Which Gene Mutations Promote HLHS?
Looking for the Genetic Profile
Scientific name of the study
Identification of New Mutations in Patients with Hypoplastic Left Heart Syndrome
Heart development is an amazing process. The cardiovascular system is the first functioning system in an embryo. It starts functioning as early as in week three. From week six on, the embryonic heart activity is able to be observed in ultrasound imaging.
A highly complex system, which proceeds in several stages, is involved in the development of the heart. The DNA provides the according genetic code. After this “blueprint” has been deciphered, highly diverse and complicated biochemical processes that are all linked to each other start running in the embryo’s somatic cells like in a clockwork. Many of these are not understood in detail yet. We do know, however, that alterations in the maternal or paternal genetics have the potential to disturb the coded blueprint in such a way as to make it impossible for the cell to process the information contained by said blueprint. Such cases lead to organ malformations.
Finding out what Goes Wrong
Hypoplastic left heart syndrome (HLHS) is one of these organ malformations. It is distinguished by an underdeveloped left heart chamber. This rare malformation is among the most severe congenital heart malformations. If left untreated, it results in the unborn child’s death. Improving the treatment for this disease requires finding out more about the specific gene mutations that interfere with the organ development during the embryonic stage; furthermore, we need to find out what causes them and which biochemical processes go wrong in the cells, thus affecting the genetic activity.
First Findings Thanks to Donated Samples from the Register
We have now initiated a large bioinformatic analysis of available exome sequencing data in order to find answers to these questions. The study is based on technological advancements in this method and first findings regarding gene mutations involved in HLHS. In this context, the samples patients, their siblings and parents have donated to the National Register play a crucial role.
What Can Be Assumed
We know today that congenital heart disease has many diverse causes. Besides gene mutations, these also include so-called epigenetic factors such as, for instance, biochemical processes within the cells that interfere with the genes’ activity.
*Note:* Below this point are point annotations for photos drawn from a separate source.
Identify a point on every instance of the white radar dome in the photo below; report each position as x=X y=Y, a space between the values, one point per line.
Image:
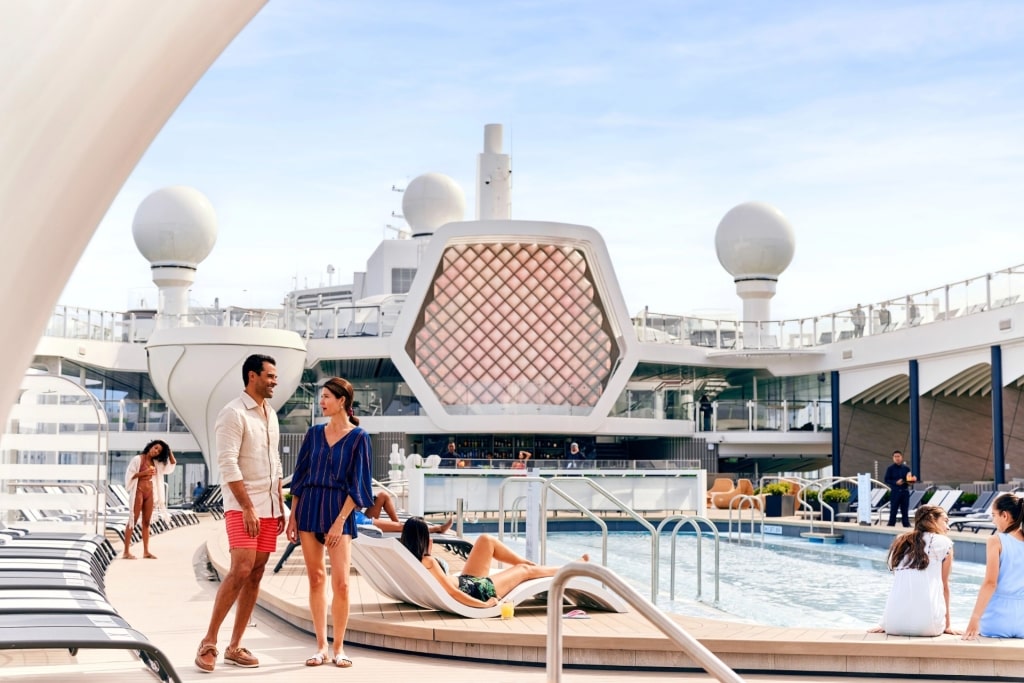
x=430 y=201
x=755 y=241
x=175 y=226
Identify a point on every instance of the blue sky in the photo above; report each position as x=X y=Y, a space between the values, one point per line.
x=891 y=134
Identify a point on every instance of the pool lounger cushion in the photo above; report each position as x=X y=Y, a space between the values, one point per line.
x=393 y=571
x=28 y=600
x=77 y=631
x=48 y=580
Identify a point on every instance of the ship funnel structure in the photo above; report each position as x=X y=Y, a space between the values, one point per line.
x=174 y=228
x=755 y=243
x=494 y=177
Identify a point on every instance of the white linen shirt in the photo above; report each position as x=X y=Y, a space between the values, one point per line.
x=247 y=451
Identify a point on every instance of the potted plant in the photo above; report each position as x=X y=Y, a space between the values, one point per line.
x=810 y=496
x=778 y=500
x=838 y=500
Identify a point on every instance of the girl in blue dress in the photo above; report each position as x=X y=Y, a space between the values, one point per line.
x=998 y=612
x=331 y=481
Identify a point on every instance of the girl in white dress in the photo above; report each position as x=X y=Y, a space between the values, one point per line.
x=921 y=561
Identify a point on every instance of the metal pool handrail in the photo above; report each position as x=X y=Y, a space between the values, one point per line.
x=754 y=503
x=654 y=545
x=694 y=522
x=687 y=643
x=544 y=511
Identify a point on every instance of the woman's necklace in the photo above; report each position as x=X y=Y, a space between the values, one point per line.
x=336 y=431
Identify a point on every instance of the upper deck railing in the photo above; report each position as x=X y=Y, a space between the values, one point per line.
x=969 y=297
x=960 y=299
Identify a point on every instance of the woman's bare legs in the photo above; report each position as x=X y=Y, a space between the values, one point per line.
x=146 y=518
x=485 y=550
x=383 y=502
x=312 y=554
x=506 y=580
x=130 y=527
x=340 y=555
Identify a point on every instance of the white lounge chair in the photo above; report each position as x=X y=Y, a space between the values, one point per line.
x=393 y=571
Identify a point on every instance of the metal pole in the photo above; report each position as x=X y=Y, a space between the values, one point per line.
x=914 y=420
x=837 y=458
x=997 y=440
x=458 y=517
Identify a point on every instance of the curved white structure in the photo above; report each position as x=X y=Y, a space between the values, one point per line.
x=430 y=201
x=174 y=228
x=75 y=128
x=199 y=370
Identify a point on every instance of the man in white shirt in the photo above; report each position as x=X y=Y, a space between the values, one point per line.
x=251 y=476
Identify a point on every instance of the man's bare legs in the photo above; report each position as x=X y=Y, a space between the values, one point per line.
x=240 y=588
x=388 y=525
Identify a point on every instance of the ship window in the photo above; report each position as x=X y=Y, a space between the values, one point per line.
x=401 y=280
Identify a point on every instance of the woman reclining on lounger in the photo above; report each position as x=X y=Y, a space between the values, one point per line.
x=475 y=587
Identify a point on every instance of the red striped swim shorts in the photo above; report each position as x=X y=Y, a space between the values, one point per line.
x=265 y=541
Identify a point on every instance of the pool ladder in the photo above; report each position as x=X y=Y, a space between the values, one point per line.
x=550 y=484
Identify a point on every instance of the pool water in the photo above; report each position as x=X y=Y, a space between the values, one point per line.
x=783 y=582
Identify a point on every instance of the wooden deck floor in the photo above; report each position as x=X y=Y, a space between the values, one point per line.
x=170 y=600
x=628 y=641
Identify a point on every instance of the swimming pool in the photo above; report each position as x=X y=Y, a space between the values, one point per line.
x=783 y=582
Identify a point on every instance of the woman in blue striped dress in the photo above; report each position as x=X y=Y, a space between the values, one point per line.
x=331 y=481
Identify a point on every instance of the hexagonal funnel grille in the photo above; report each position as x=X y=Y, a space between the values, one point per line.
x=514 y=324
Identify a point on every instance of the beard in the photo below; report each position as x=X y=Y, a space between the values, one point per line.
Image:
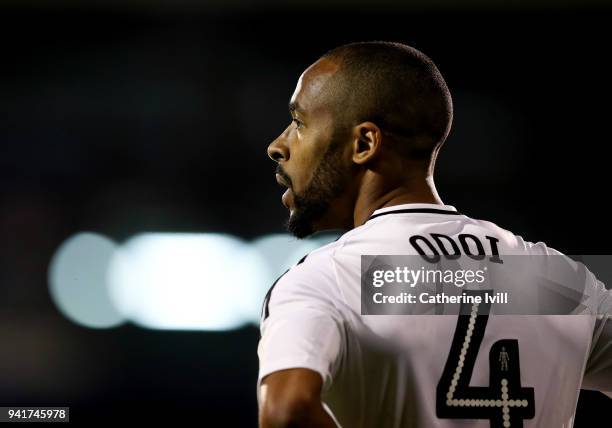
x=328 y=182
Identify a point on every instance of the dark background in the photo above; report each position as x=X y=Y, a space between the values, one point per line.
x=156 y=117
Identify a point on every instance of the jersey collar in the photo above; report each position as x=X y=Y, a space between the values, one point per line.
x=415 y=208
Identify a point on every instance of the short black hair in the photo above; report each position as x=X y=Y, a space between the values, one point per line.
x=398 y=88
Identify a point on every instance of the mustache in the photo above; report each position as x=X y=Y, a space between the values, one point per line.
x=280 y=171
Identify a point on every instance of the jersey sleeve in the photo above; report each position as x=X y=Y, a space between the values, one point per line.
x=301 y=327
x=598 y=371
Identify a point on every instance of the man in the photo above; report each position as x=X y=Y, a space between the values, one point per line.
x=368 y=120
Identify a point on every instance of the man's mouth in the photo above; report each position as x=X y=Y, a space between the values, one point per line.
x=288 y=195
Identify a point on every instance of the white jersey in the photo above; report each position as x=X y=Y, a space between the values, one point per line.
x=407 y=370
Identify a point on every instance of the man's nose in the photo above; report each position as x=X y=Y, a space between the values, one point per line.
x=277 y=150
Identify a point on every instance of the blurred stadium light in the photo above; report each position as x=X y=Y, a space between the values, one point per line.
x=173 y=281
x=77 y=280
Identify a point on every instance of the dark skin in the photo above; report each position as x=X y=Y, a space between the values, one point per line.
x=379 y=178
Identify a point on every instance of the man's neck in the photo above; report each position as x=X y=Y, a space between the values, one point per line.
x=368 y=202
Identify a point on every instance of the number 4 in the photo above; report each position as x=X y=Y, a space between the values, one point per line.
x=504 y=402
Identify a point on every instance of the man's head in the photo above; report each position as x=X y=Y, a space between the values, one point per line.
x=366 y=117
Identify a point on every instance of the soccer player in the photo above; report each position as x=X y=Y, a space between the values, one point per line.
x=368 y=120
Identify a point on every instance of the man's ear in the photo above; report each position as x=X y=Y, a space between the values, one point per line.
x=367 y=138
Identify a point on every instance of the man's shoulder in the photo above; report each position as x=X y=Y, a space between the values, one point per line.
x=312 y=277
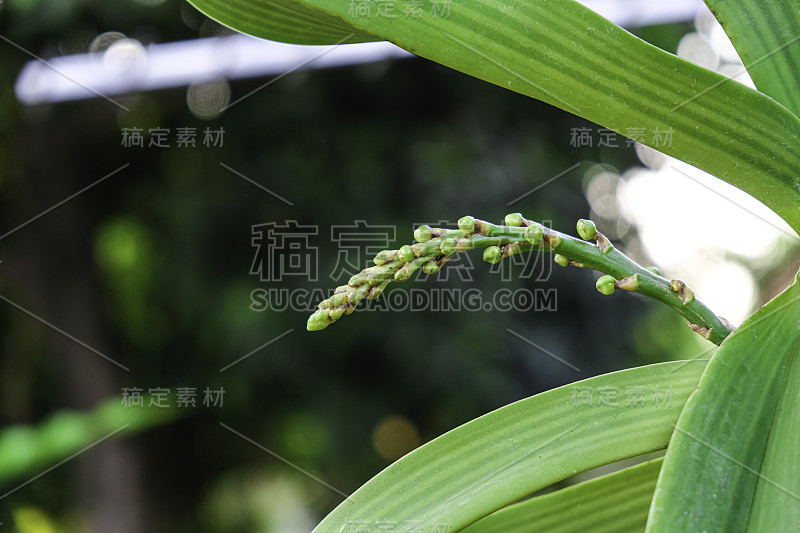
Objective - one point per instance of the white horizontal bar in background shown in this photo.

Basically, everything points to the idea that only an interaction of several genes with rare mutations is able to lead to the described maldevelopment of the heart. Our research is aimed at identifying the genetic profile that interferes with the biochemical processes involved in organ development.
Precise Prognoses, Improved Treatment
Our bioinformatic analysis of the data sequenced from the donated samples will help us to detect new and yet undetected gene mutations that are disease-relevant. These include single nucleotide variations (SNVs), insertions and deletions (INDELs) and copy number variations (CNVs). In doing so, we will be able to visualize the gene-network of this congenital heart malformation step by step. This is important to be able to investigate the complex inheritance pattern that is behind the rarely occurring HLHs. It is our biggest hope that prognoses regarding the heart function are able to be made on the basis of such a genetic profile in the future; and that this leads to the development of new treatment methods.
In charge of the project:
Prof. Dr. med. Silke Rickert-Sperling is a professor for cardiovascular genetics at the Charité - Universitätsmedizin Berlin. She works at the Experimental and Clinical Research Center (ECRC) at the Max Delbrück Center for Molecular Medicine (MDC). More
Silke Rickert-Sperling studied human medicine at Freie Universität Berlin, including study visits in New York, San Diego and at Mayo Clinic in Rochester. In 1998, while doing her doctorate, she started her career as a cardiologist at the department of pediatric cardiology at Deutsches Herzzentrum Berlin. In 1999, she took over a postdoc position with Prof. Hans Lehrach at the Max Planck Institute for Molecular Genetics. There, she founded the research group of “Cardiovascular Genetics”. Silke Rickert-Sperling qualified as a professor in the field of molecular biology and bioinfortmatics in 2009. In 2011, she received a professorship in cardiovascular genetics at the Charité - Universitätsmedizin Berlin, from where she transferred to the Experimental and Clinical Research Center (ECRC) at the Max Delbrück Center for Molecular Medicine (MDC). Prof. Dr. med. Silke Rickert-Sperling is a member of the German Cardiac Society (DGK), the European Society of Cardiology (ESC), the German Society of Human Genetics (GfH) and the European Society of Human Genetics (ESHG), as well as the Competence Network for Congenital Heart Defects.